Dis-leur comment je serre mes clés dans ma main avant d’atteindre mon portail pour les enfoncer dans le ventre d’un éventuel agresseur. Dis-leur que les femmes regardent toujours derrière elles, le jour comme la nuit, lorsque nous sommes seules dans la rue, ou n’importe où ailleurs.

Sur le chemin du retour, je veux être libre, pas courageuse.

Tout d’abord, maman, ne te sens pas coupable si je ne rentre pas à la maison ce soir. Parce que tu ne pouvais pas faire plus. Tu m’as éduquée à vivre comme je le souhaite et sans complexes. Maman, tu m’as prévenue de tout ce qui pouvait arriver. Tu m’as clairement fait savoir que si cela arrivait, je ne pourrais l’éviter. Je te dis maintenant que tu ne le peux pas non plus. Je suis victime parce que je suis une femme. C’est quelque chose que je ne peux pas changer.

Parce que maman, je suis la victime de cette société machiste, une violée de plus. Mais je suis celle qui sera le plus durement jugée. Les hommes violent car leur système patriarcal leur a dit que nous sommes difficiles et qu’ils doivent insister, que nous aimons les compliments et toute marque d’affection, même lorsque nous n’en demandons pas.

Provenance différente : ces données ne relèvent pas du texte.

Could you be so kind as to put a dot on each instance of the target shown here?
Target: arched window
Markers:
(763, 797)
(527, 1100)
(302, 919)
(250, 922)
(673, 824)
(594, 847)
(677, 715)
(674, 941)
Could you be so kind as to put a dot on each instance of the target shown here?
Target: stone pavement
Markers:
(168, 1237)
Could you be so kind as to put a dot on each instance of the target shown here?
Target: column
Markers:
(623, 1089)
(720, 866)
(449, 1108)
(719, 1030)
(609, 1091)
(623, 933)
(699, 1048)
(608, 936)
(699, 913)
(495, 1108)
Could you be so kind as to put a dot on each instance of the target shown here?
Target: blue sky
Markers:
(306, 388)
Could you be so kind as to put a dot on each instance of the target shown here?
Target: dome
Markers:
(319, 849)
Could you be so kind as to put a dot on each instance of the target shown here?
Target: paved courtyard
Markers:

Parce qu’il est difficile de comprendre que tout homme peut être un violeur et toute femme une victime. Mais maman, le monde ne pourra le comprendre que si tu dis tout ici. Si tu fais entendre la voix des femmes. Il n’existe pas d’autre cause de viol que l’éducation qui nous sexualise. Il n’existe pas d’autre victime que celle qui dispose d’un vagin. Alors maman, ne laisse pas ma voix s’éteindre, mais ne les laisse pas non plus corriger tes propos. Tu me connais et tu sais ce que nous vivons. Que ta voix soit entendue et devienne un hymne.